In other tongues: Meditation on Acts 2:4

5/26/13
“and began to speak in other tongues as the Spirit gave them utterance.” Acts 2:4
Does the Spirit do this to each of us in a unique way. If I think of speaking “in other tongues,” analogously, it could be applied to manifesting God in different ways, in each of our lives, in a form custom tailored to meet a particular need in the Mystical Body, the Church, the Kingdom of God. Indeed, if I look upon the special blend of charisms in the particular context of my life applied to my set of circumstances, I am indeed speaking “in other tongues” of God to the world around me…and to myself.
For the language is idiosyncratic, manifesting both a public and a very personal side. The public side speaks to those around me, and God provides me feedback in complimentary comments from others for the Good performed in which they are seeing God in action through his instrument, and in the effectiveness of my work, in which He has given “success to the work of our hands,” Ps 90, [though God’s judges “success” differently than I do, being judged on in terms of the evolution of the trifold Cosmic Kingdom, Triumphant, Suffering and Militant rather than the mundane temporal outcome] which follows as day the night, if God is doing the task, it is His “will be done.” Even the place often seems to exude the appropriateness of God manifesting His presence everywhere.

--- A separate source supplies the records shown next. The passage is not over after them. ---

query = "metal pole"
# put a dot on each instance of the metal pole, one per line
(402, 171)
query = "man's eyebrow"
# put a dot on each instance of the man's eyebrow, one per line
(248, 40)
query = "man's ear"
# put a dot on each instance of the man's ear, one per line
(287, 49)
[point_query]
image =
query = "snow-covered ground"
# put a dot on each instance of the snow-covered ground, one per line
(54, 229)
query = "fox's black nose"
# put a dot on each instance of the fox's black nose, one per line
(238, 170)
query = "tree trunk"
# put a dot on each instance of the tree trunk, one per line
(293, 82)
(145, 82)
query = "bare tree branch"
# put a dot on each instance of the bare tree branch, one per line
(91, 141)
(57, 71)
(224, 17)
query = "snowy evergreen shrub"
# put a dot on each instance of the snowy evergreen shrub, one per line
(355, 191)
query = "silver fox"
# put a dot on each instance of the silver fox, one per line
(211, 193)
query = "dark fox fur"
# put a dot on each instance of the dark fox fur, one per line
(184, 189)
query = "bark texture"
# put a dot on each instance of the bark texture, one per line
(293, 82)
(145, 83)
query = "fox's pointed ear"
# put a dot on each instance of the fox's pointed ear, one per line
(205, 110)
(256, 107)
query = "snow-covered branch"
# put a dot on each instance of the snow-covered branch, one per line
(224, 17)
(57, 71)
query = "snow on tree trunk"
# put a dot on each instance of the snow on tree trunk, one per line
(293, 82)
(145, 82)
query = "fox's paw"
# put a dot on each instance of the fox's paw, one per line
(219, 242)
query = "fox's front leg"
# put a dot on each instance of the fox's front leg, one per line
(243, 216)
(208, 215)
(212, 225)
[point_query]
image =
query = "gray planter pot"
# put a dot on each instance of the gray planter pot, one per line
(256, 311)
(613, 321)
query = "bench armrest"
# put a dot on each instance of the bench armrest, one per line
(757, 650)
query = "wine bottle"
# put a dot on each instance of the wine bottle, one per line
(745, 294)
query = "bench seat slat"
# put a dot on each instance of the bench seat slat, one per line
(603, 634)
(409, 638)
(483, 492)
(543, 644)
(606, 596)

Personally, there is a sense of correctness, the rightness, aka righteousness, I experience, a sense of the serendipity of “our greatest longing meeting the world’s greatest need,” and the serenity, exuberance and energy and even of accomplishment, in applying myself to the task.

These personal charisms are, as George MacDonald commented, God’s gift of “a white stone upon which is inscribed a new name, which no one knows except the one who receives it.” Rev 2:17 It is unique to me, without parallel, an intimate token of friendship, the five or two or one talent which he entrusts to me.

However, prior to the stone, John sees God giving “to the victor…some of the hidden manna,” the food of life to which Jesus referred: “My food is to do the will of the one who sent me and to finish his work.” Jn 4:34. The utilization of the charisms feeds me spiritually and psychologically. Part of each cross is that this work, the call to evangelization, that harkens back to my “baptism with which I must be baptized, and how great is my anguish until it is accomplished.” Lk 12:50 And this evangelization through charisms is to be carried out, as St. Francis exhorts, “always; when necessary, use words.”

God, I pray through Mary in Christ that you enable me, through your gifts, to praise, reverence and serve you as I, the “just me,” should. Amen. Alleluia!!!